Home » Local News » Top Stories » ELHS thespians tackle adult themes in ‘Children’s Hour’

ELHS thespians tackle adult themes in ‘Children’s Hour’

JENNA-LEY HARRISON, STAFF WRITER

 

East Lincoln High School’s drama program presented its first performance of the year Thursday night with a production that’s been labeled one of the “raciest” scripts in school history.

The Children’s Hour first hit movie screens in 1961 as Audrey Hepburn, Shirley MacLaine and James Garner brought Lillian Hellman’s controversial tale to life.

According to drama and choir teacher Brian McSwain, who’s been over both programs since 2005 and choir for much longer, the play’s title is “a bit deceiving,” considering the storyline’s adult themes of lesbian love and suicide.

Although he noted that his students often prefer productions with comedic elements, they’ve taken a liking to their current play’s adult script.

“We’ve been known to push the envelope,” McSwain said.

McSwain likes to fit various types of productions into the school year and even had students perform Cinderella Wore Combat Boots the end of last year, a story that he called “polar opposite” from The Children’s Hour.

However, he doesn’t characterize the adult script as offensive in nature and revealed how it never actually mentions the word “lesbian.”
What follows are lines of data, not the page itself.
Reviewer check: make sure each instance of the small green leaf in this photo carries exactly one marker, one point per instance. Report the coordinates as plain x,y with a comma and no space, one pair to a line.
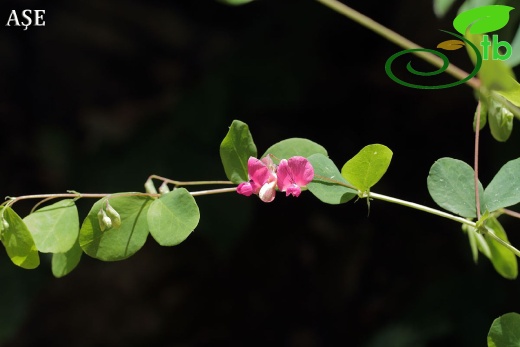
294,146
367,167
55,227
326,183
483,19
173,217
494,74
121,243
503,260
477,242
483,116
500,121
441,7
235,150
18,241
63,263
504,189
504,331
451,183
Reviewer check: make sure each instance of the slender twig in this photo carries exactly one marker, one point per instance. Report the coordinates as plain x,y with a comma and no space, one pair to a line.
190,183
510,213
421,208
399,40
477,132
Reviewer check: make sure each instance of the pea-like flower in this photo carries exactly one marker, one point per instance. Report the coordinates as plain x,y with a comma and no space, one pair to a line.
294,174
262,179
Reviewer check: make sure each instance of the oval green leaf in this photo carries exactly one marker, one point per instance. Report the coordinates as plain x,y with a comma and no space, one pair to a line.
367,167
295,146
235,150
173,217
63,263
451,184
503,260
504,189
18,241
121,243
500,121
327,183
483,19
504,331
55,227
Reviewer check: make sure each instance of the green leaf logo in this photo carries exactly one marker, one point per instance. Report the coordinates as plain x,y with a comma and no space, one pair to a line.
483,19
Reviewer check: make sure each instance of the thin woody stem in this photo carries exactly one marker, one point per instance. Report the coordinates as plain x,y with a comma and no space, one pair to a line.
477,131
188,183
399,40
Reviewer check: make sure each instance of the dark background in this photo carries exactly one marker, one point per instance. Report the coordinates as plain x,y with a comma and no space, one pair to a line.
109,92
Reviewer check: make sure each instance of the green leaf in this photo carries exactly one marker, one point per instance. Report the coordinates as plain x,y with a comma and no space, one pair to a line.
441,7
367,167
451,183
326,183
18,241
54,228
495,75
483,116
235,150
477,242
500,121
121,243
514,59
173,217
293,147
471,4
504,331
504,188
63,263
483,19
504,261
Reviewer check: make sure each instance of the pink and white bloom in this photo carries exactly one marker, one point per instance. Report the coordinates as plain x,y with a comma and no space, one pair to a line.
262,179
294,174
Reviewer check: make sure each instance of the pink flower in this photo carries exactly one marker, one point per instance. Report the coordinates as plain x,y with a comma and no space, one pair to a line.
262,179
293,174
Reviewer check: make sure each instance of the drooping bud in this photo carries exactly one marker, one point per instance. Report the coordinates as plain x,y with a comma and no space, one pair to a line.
113,216
105,223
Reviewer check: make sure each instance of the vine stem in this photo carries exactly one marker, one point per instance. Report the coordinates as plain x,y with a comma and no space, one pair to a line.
421,208
399,40
190,183
475,169
490,233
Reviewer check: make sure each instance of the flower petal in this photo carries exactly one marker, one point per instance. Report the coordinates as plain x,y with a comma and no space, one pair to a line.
267,192
245,188
302,170
284,178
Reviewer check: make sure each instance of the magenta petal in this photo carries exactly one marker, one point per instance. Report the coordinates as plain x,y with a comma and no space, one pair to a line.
245,188
293,190
302,170
284,175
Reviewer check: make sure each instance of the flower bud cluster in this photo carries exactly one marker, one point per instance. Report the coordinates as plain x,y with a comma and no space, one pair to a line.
108,218
265,177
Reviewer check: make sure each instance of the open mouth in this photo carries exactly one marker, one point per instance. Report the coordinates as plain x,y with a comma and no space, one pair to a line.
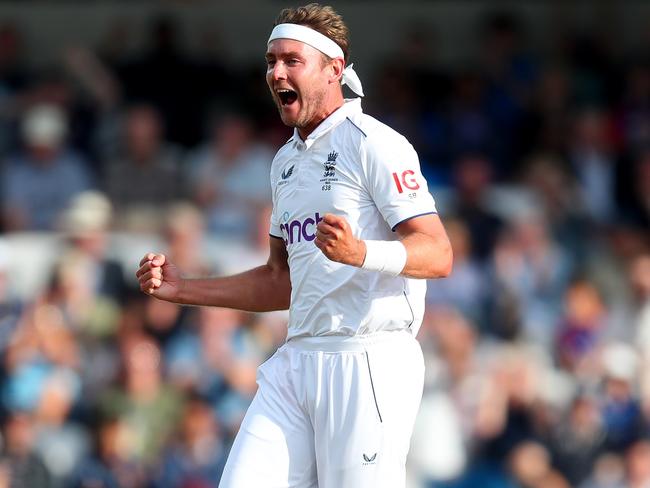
287,97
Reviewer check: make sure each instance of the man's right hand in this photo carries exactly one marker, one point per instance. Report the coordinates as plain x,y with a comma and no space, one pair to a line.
159,278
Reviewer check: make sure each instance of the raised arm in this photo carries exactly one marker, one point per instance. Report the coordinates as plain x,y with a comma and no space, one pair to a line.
260,289
428,251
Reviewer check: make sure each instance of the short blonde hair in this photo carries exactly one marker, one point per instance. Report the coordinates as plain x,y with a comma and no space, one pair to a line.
321,18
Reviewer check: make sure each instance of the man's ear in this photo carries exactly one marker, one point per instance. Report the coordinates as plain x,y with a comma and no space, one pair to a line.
336,67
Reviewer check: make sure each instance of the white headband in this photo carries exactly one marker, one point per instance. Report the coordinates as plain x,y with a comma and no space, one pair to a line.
321,42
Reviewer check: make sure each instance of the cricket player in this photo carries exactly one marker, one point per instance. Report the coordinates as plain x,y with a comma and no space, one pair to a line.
355,234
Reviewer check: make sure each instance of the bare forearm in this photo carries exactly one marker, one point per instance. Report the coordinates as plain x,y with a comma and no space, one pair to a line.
261,289
427,257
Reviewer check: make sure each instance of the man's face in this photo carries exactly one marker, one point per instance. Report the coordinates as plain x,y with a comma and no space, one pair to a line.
298,79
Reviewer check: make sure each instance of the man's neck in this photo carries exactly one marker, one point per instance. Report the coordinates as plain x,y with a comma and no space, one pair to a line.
332,107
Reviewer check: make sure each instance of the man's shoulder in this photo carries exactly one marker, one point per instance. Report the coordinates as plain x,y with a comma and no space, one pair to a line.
374,131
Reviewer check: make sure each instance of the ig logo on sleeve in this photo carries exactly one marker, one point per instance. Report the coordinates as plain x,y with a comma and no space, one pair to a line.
406,180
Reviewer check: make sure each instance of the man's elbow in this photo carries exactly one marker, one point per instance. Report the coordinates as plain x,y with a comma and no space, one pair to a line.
442,263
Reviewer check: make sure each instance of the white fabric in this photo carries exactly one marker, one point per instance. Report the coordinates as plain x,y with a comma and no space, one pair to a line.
350,165
321,42
330,413
309,36
385,257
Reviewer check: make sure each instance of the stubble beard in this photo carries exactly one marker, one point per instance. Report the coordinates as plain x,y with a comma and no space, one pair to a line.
311,103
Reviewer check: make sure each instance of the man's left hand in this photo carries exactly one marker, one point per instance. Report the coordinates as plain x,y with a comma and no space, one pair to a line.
334,238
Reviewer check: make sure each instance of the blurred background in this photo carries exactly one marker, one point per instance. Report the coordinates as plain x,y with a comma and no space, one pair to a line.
130,126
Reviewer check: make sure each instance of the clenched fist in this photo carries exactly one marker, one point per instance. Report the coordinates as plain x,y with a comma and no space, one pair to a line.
158,277
334,238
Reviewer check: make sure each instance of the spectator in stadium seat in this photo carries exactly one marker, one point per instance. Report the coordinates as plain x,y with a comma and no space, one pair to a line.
229,176
144,171
40,180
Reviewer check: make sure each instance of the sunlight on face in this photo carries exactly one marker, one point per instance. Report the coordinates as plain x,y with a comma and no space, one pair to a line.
297,77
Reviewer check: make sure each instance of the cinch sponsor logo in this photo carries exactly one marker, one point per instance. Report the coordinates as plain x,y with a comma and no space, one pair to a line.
297,230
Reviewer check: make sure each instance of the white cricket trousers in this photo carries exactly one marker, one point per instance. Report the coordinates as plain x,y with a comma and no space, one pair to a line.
331,412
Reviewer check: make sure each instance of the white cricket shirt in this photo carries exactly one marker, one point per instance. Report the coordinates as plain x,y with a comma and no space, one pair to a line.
354,166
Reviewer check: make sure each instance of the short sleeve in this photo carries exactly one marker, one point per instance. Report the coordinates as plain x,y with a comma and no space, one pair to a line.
395,181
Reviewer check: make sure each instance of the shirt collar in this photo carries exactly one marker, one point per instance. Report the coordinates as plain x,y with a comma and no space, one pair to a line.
349,107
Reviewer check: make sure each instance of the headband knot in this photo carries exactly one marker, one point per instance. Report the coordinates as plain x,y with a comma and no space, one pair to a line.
321,42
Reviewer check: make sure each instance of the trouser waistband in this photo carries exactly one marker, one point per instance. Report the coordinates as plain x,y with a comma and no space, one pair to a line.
338,343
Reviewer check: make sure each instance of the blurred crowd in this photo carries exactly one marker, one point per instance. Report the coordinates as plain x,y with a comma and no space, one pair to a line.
537,346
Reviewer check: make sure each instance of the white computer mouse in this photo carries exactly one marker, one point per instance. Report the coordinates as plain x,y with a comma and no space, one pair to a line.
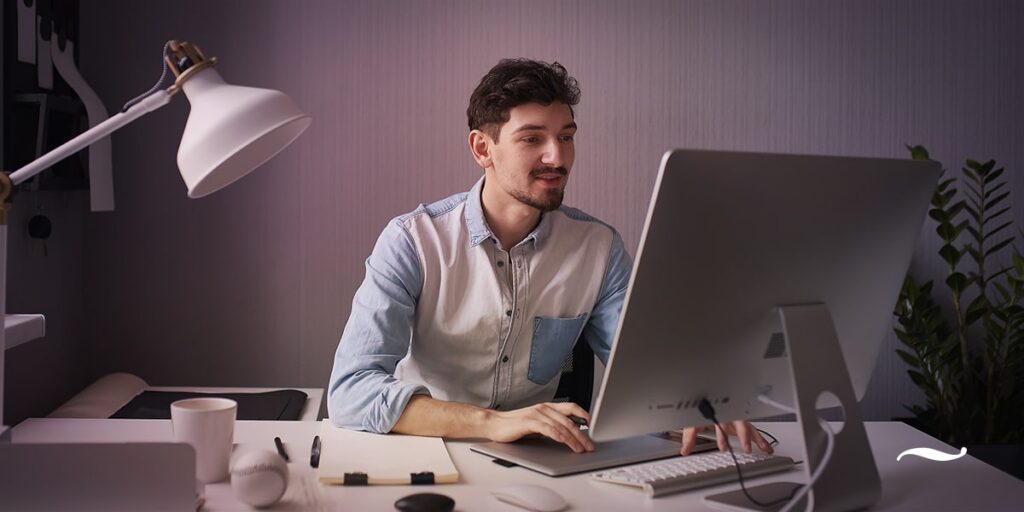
534,498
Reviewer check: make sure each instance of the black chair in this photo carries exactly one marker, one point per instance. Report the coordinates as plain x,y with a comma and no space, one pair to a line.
577,381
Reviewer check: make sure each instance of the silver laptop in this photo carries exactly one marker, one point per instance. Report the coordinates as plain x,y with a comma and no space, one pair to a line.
554,459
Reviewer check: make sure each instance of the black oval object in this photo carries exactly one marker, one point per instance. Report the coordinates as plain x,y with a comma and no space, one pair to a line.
425,502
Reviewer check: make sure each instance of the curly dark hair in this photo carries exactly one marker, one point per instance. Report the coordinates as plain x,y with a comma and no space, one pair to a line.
516,81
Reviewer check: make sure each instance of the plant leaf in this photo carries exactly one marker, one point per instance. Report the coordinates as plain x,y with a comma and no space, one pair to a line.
918,152
956,282
997,247
992,176
993,189
908,358
996,200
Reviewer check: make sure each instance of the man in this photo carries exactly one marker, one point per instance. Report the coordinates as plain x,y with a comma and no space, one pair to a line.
471,304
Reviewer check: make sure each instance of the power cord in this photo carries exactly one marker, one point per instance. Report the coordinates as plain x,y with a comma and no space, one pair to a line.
160,83
829,446
709,413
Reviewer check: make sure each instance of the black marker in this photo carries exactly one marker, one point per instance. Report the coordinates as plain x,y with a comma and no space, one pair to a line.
314,453
281,449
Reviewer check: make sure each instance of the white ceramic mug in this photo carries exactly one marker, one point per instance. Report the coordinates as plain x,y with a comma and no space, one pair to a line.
207,424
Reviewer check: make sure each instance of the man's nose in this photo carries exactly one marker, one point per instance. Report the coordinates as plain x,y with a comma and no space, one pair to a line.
552,155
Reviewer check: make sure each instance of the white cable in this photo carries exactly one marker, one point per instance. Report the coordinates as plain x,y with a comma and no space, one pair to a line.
777,404
829,445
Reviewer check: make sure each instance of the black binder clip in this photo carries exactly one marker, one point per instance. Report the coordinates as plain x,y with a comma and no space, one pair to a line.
355,479
422,478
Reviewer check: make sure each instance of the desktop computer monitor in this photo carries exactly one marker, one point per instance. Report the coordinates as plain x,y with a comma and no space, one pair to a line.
762,274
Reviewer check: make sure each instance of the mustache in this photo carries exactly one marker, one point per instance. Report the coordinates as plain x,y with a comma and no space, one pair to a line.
549,170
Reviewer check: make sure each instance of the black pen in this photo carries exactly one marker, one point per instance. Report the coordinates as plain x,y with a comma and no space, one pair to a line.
314,453
281,449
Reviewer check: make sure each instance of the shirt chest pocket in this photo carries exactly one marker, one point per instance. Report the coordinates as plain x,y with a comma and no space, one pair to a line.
553,340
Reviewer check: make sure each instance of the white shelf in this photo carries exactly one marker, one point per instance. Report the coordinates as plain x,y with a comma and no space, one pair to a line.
20,329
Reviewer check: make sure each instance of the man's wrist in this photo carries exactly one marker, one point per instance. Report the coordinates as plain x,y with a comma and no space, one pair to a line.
484,419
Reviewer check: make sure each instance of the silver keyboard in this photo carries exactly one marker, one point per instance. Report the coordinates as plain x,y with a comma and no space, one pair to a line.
699,470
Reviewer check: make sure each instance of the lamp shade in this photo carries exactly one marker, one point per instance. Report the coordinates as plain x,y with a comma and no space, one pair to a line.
232,130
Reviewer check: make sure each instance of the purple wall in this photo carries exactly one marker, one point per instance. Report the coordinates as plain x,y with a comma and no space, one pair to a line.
252,286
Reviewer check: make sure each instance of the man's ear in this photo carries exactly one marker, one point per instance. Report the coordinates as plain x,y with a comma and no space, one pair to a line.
479,145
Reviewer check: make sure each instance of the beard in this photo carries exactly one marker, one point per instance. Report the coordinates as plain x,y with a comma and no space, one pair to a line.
550,199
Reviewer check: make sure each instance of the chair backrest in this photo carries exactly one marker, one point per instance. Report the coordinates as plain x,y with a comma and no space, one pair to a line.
577,381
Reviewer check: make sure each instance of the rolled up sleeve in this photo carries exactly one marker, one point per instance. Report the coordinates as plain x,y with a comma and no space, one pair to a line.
600,329
364,393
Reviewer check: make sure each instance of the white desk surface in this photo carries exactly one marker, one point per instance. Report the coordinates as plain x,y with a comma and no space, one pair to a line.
913,483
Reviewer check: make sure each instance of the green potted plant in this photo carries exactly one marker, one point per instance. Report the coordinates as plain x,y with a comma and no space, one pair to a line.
966,347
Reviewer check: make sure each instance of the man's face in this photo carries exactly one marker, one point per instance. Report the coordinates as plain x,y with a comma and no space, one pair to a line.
534,155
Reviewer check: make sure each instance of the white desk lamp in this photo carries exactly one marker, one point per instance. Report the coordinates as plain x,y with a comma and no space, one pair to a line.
230,131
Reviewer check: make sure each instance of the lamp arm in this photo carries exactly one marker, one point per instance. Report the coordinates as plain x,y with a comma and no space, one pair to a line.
86,138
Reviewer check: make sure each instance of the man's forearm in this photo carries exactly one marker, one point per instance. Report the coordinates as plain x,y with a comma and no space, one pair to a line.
426,416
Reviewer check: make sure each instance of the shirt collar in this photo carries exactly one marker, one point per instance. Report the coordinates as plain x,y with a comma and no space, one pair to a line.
478,228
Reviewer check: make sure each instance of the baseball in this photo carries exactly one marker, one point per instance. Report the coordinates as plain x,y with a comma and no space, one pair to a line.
259,477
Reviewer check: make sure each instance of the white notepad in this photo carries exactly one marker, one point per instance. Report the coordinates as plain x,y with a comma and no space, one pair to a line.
353,458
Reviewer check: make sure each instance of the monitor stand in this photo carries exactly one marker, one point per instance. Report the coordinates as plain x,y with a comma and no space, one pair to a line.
850,481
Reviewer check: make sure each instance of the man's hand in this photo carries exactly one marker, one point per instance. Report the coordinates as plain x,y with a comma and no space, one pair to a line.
551,420
741,429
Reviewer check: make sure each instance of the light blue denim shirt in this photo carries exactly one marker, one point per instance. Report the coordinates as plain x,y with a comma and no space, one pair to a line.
445,310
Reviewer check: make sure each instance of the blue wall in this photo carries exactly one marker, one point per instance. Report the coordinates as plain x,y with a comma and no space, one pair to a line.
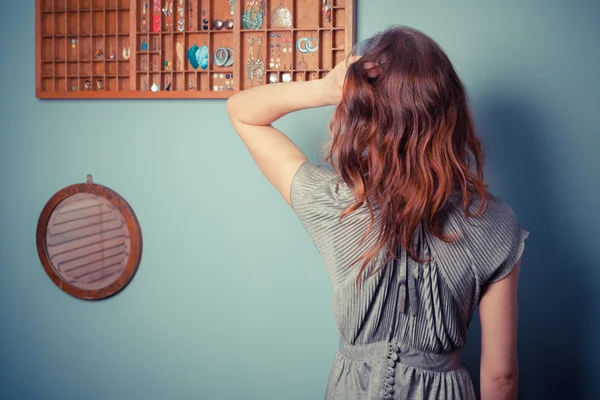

Throughout the school year, the drama class tries to perform at least one comedy, drama and children’s tale among four total productions. Students began work on The Children’s Hour the second week of class.

For senior drama student Rebecca Burgess, who plans to attend Gardner-Webb University next fall and take theater classes, The Children’s Hour is the first play she’s ever directed.

The job required that she handle the casting, choose prop arrangement and color, run 80 percent of rehearsals and design most of the actors’ “blocking” or stage movement, McSwain said.

“It’s very nerve-wracking because you have to tell people how to say their lines,” Burgess noted.

However, McSwain had nothing but confidence and praise for his student director.

“She’s really taken this on as her responsibility,” he said. “She’s an incredible kid.”

Burgess has been acting in East Lincoln drama productions since she was a freshman and noted that she may even have plans to become a high school drama teacher one day.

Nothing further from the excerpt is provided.